Sat, 17 Feb 2007

Semantic web content resolution

In a comment on my recent post about content resolution and the MTV playlist archive, Danny Ayers brings in the semantic web toolkit:

Weaving a XSPFing yarn

I suspect a GRDDL/RDF/SPARQLing hammer could hit this nail on the head too

I'd love to see that done. Though, GRDDL requires XML input, and since the original data isn't in a XML-ish format (yet) it would have to be converted to one, and that XML format would probably be best as XSPF itself. These tools are complementary, not mutually exclusive.
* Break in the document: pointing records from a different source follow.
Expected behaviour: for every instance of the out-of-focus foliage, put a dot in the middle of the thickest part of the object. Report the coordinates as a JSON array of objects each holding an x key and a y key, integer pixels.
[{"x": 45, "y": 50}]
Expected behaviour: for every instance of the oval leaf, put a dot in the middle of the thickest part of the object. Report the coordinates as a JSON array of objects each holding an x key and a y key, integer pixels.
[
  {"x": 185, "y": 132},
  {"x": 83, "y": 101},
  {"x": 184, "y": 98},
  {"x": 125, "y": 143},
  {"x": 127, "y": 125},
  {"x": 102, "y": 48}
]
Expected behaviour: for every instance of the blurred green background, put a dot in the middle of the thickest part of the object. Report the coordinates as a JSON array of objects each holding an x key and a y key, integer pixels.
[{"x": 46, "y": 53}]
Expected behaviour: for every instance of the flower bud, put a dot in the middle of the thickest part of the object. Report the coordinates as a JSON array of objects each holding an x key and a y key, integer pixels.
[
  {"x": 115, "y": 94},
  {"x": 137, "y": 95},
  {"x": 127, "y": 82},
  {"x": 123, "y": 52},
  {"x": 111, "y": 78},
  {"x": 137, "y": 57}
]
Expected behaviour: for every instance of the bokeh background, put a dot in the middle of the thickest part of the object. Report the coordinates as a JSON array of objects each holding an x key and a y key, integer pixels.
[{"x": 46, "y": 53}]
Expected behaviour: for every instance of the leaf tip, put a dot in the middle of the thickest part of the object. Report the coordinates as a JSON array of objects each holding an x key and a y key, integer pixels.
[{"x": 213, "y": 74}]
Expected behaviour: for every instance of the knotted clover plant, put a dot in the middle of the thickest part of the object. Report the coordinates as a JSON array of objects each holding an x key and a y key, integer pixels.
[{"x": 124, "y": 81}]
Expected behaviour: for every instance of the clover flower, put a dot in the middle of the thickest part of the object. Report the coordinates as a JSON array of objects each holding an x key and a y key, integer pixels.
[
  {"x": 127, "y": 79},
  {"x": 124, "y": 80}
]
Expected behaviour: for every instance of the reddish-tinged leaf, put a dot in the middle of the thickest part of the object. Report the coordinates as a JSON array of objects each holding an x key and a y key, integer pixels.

The chain of transforms would be:
  1. source document -> (custom scraper)
  2. XSPF -> (GRDDL) ->
  3. RDF -> (SPARQL) ->
  4. songs

The relationship between SPARQL and content resolution is new to me. It's an interesting similarity. The one reservation I have is that content resolution has an aspect of computational linguistics which would be hard to do in SPARQL. (Given my very limited understanding of SPARQL).

About using GRDDL to convert XSPF to RDF, that's completely in harmony with the design of XSPF -- we always intended it to be an intermediate format facilitating transfer, sharing and repurposing. That it's in the middle of the chain of transforms above is no surprise.